If the problem is truly no powder (since the original problem was powder clumping this might not be true) then your approach is easily implemented. I used Recoil Sissy's numbers from above to run a quick analysis. With a mean of 684.64 and standard deviation of 3.432 (from the 10 shells listed - it would be nice to have a little larger sample but 10 is OK for playing around) the chances of a shell that actually had the right amount of powder being 14 grains low are 23 in 1 million. Only 2 in a million will be 16 grains low.
At the same time, the false negative rate (keeping a bad shell) can be calculated by looking at the chances a shell with no powder would have so much excess weight in the other components that it would seem to weigh the right amount. Using the same numbers, the chance a no-powder shell would come in at the mean is again practically zero (1 in 10 million). What is more important is choosing a threshold for tossing suspect shells. Using the data we are playing with, I tried to choose a point that made good sense (again assuming there is no powder in some shells and 18 grains is the proper amount of powder). Depending on personal preferences, here are some examples.
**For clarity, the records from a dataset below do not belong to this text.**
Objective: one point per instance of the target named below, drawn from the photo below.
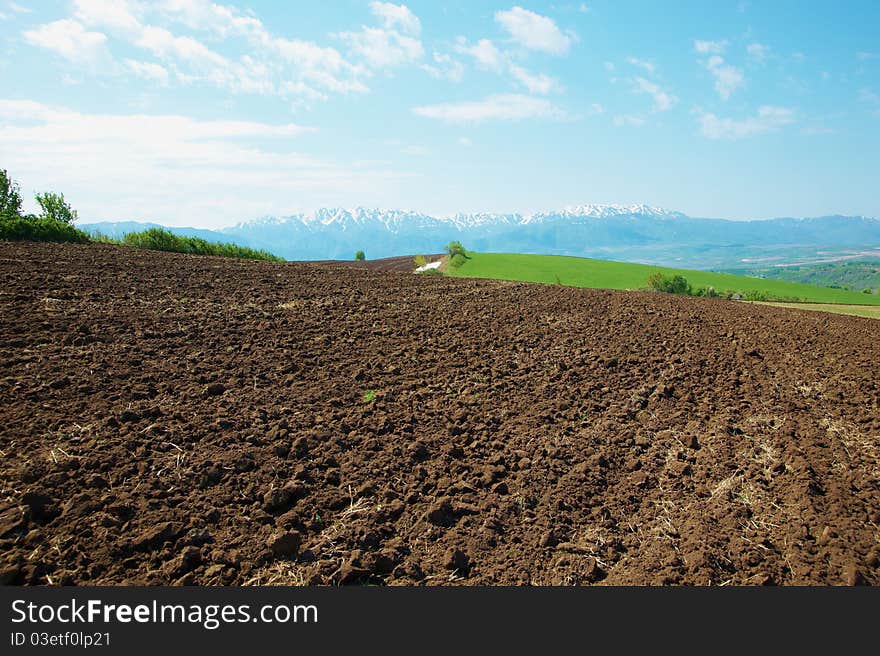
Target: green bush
(34, 228)
(159, 239)
(457, 260)
(454, 248)
(56, 208)
(10, 197)
(669, 284)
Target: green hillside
(602, 274)
(852, 274)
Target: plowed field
(175, 419)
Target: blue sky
(191, 112)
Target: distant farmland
(602, 274)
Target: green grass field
(602, 274)
(872, 312)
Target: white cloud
(533, 31)
(445, 68)
(534, 83)
(381, 48)
(758, 52)
(116, 15)
(71, 40)
(505, 107)
(727, 78)
(710, 47)
(643, 64)
(768, 118)
(415, 151)
(663, 101)
(148, 71)
(393, 44)
(173, 169)
(395, 17)
(628, 120)
(483, 51)
(273, 65)
(869, 97)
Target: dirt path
(176, 419)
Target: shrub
(159, 239)
(457, 260)
(10, 197)
(56, 208)
(33, 228)
(668, 284)
(454, 248)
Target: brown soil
(403, 264)
(175, 419)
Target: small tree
(455, 248)
(669, 284)
(55, 208)
(10, 196)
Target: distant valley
(635, 233)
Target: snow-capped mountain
(623, 232)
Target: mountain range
(636, 233)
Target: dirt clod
(210, 427)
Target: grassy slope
(872, 312)
(856, 274)
(582, 272)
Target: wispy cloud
(663, 101)
(768, 119)
(148, 71)
(396, 17)
(534, 83)
(871, 99)
(392, 44)
(758, 52)
(710, 47)
(444, 67)
(484, 53)
(270, 65)
(503, 107)
(534, 31)
(644, 64)
(170, 167)
(72, 41)
(628, 120)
1. Toss any shell that is 10 grains or more below the mean. This would give a false positive rate of 0.2% (this is the chance of throwing away a good shell). At the same time, the false negative rate is 1% (chance of keeping a bad shell).
2. Toss any shell that is 8 grains or more below the mean. This would give a false positive rate of 1% (this is the chance of throwing away a good shell). At the same time, the false negative rate is 0.2% (chance of keeping a bad shell).
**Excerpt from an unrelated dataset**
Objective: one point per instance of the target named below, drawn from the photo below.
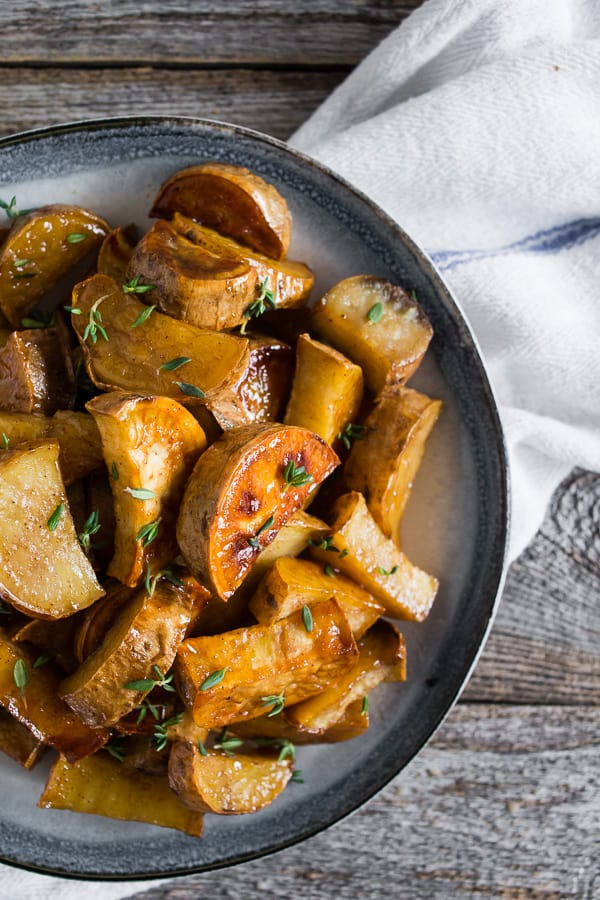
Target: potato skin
(236, 487)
3. Toss any shell that is 6 grains or more below the mean. This would give a false positive rate of 4% (this is the chance of throwing away a good shell). At the same time, the false negative rate is 235 in 1 million (chance of keeping a bad shell).
Since the consequence of a false negative is a "poof" a chance of keeping a bad shell isn't too distasteful. At the same time, tossing a good shell or two won't hurt too badly either. I'd probably rather toss more good ones than sit and wonder when I'll embarrass myself. If the problem was overloads, I'd tend to toss a lot more to avoid any chance of bursting a barrel.
Of course, the numbers would change for the OP because the variation could be different for his reloader/components. The real problem would occur if instead of powder/no powder there is something more complicated going on (which, with powder clumping, is certainly possible). If some shells have no powder, some have short throws, and some are overloaded this is a much more complicated problem and I'd just toss the bunch rather than spend the time and effort trying to set limits. This approach would work well for those of us who forget to fill the powder bottle sometimes...
I would be sure to weigh a bunch of empties and stike an average as the gentleman did above. I would be sure to use all one brand of shell.
I'll bet no conclusive facts will prove anything.